В этом — и жизнь вся. В камерах бьют, бьют в коридоре, на лестнице. На лестнице — особенно ловко. Не было, знаете, случая, чтобы арестант упал, хотя первый же удар сбивает с ног. Летишь вниз, но раньше чем ударишься головой о ступеньку, другой надзиратель подхватывает тебя на кулак, поддает дальше, до следующего кулака. И так — до низа до самого. Только там упадешь…

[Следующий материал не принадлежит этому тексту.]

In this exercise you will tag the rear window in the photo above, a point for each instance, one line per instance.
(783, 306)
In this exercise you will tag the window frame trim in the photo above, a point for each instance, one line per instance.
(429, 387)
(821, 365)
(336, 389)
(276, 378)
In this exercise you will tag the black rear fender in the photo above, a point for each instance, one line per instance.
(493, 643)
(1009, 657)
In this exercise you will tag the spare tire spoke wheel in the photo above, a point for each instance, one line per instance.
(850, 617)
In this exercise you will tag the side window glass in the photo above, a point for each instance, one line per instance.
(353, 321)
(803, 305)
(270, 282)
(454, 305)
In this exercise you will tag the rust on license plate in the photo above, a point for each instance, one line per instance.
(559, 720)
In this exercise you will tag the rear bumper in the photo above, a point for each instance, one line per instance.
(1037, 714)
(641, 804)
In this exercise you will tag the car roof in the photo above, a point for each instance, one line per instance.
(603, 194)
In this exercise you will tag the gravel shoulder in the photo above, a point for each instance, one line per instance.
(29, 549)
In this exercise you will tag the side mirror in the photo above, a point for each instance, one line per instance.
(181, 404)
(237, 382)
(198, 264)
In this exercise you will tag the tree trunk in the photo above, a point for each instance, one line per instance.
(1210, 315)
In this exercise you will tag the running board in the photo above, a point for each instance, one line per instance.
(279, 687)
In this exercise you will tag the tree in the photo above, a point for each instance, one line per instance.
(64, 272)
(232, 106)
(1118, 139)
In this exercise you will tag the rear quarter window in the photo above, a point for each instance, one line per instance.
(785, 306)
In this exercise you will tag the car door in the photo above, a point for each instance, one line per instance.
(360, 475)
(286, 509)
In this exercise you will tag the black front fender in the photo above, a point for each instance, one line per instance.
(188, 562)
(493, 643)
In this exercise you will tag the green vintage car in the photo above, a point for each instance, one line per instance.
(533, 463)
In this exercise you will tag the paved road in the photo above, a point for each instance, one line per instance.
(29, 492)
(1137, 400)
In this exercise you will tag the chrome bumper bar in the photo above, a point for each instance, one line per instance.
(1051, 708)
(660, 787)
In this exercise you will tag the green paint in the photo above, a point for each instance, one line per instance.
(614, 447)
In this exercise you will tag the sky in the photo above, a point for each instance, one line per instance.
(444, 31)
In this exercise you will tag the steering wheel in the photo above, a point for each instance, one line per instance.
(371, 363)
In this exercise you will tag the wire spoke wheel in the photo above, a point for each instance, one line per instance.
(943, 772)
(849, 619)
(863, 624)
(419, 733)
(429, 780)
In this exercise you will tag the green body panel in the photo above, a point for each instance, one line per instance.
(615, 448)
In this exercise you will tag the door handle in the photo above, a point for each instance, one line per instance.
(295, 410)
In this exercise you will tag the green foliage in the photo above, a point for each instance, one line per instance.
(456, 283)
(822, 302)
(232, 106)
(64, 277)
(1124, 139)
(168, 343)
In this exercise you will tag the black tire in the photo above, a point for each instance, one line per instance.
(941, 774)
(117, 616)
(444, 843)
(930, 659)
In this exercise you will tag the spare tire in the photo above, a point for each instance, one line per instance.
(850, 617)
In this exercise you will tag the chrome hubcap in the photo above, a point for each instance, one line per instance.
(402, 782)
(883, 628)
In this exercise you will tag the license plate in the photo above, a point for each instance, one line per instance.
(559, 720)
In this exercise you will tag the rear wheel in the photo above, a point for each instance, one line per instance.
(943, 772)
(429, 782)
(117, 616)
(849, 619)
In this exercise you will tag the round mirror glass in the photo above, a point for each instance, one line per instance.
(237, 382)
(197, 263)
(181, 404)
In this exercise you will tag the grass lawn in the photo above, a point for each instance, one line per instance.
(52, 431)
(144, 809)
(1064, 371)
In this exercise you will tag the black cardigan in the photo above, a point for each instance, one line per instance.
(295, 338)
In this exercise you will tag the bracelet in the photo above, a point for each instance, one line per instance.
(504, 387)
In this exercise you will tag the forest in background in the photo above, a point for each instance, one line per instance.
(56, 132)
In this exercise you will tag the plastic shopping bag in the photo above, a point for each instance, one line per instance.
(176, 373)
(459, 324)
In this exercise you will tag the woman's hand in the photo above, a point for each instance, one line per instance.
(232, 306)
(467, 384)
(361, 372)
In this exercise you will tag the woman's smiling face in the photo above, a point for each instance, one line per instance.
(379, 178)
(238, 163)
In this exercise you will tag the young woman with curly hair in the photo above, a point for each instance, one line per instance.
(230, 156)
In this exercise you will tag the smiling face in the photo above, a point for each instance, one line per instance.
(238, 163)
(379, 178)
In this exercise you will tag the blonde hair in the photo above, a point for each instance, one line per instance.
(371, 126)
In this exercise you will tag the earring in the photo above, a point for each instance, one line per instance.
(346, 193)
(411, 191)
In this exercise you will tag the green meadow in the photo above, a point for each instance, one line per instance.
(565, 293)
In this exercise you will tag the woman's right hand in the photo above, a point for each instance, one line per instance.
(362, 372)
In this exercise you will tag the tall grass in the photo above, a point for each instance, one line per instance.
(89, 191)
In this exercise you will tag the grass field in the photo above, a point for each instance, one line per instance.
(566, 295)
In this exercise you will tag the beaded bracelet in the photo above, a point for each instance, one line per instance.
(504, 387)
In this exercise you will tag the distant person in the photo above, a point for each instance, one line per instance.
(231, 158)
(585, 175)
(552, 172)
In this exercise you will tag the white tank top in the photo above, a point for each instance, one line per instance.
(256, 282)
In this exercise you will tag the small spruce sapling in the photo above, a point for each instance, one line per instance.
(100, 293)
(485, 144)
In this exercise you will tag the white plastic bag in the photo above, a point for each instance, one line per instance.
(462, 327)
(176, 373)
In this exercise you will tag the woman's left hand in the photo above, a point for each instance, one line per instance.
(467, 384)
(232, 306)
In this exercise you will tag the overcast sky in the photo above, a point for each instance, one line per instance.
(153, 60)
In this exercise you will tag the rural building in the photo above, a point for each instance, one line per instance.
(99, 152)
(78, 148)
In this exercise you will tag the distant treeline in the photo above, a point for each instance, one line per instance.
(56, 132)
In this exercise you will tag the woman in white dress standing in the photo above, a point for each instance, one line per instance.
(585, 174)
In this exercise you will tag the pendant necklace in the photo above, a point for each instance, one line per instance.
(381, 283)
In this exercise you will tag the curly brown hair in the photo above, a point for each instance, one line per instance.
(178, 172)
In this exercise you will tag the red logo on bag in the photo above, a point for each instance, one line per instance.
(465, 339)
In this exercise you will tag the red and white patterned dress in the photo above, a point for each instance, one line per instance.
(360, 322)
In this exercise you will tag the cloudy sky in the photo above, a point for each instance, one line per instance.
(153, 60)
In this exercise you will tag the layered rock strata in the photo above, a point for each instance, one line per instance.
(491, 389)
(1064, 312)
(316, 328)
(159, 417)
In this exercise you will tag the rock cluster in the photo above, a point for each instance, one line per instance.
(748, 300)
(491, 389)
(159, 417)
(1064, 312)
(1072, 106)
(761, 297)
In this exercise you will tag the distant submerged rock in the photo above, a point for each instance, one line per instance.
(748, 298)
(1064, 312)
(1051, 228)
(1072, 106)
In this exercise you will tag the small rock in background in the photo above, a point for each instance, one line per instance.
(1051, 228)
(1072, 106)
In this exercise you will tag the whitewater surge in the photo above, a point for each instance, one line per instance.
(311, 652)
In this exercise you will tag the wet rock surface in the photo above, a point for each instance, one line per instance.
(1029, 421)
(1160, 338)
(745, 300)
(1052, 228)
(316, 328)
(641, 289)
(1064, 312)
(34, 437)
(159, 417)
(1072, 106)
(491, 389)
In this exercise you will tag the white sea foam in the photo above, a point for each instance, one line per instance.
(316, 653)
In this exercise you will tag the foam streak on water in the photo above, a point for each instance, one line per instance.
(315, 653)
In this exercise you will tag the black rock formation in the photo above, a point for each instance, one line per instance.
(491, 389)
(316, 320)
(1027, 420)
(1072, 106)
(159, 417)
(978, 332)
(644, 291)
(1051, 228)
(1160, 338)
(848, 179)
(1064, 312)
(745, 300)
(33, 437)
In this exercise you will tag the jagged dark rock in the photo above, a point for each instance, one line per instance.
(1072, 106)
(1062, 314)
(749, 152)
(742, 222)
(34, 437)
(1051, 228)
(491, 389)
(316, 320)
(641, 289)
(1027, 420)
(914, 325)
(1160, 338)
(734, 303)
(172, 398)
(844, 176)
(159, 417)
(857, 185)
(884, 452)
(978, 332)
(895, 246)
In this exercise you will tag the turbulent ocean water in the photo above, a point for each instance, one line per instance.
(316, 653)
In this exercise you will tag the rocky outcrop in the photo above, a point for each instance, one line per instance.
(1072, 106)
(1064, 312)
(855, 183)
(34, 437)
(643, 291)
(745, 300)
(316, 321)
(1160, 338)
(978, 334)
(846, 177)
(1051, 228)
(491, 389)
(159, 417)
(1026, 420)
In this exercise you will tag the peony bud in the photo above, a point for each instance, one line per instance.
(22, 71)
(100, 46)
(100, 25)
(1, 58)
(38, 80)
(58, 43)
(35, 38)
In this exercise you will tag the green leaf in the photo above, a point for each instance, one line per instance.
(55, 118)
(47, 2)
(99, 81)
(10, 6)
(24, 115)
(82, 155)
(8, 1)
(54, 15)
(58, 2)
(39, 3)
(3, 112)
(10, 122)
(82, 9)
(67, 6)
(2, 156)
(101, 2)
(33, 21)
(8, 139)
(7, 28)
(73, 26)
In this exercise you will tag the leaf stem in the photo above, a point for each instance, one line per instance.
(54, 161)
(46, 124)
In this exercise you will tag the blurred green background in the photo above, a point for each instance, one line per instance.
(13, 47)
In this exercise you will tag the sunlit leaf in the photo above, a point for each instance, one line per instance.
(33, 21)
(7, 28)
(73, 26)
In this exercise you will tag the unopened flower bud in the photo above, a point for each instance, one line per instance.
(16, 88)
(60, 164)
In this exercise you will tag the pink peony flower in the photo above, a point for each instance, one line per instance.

Помолчали. Шуйский потряс в раздумье волосами:
— Ужасно. Вот, говорят, кошка живучая. Кошка — ничто перед человеком. Ежели б кошку запереть в Орловский централ, она бы околела через два часа. А люди-годами живут. И ведь безо всякой врачебной помощи.
— То есть как? Полторы тысячи человек, и даже врача нет?
— Врач есть! — рассмеялся Шуйский. — Рыхлинский. Фамилию его стоит запомнить. Но околоток в централе — отделение общей живодерни, только. Я пошел раз. Один только раз за все два года. Только дверь открыл, доктор кричит навстречу: "Бродяга!" Там иначе заключенного не зовут. «Арестант», "заключенный" — это слова почтенные, для централа не годятся. "Бродяга! Стоп! Ближе пяти шагов-не подходить. Докладывай, что у тебя там?"
Я — сдуру:
"Виноват, господин доктор, как же вы меня в пяти шагах освидетельствуете?"
"Как?! Фельдшер, покажи ему, как бродяг свидетельствуют".
И фельдшер меня — в зубы.
Он опять закрыл глаза:
— Первый месяц особенно трудный. Он считается испытательным: годен ли арестант "на исправление", — так официально называется. В этот месяц за все бьют.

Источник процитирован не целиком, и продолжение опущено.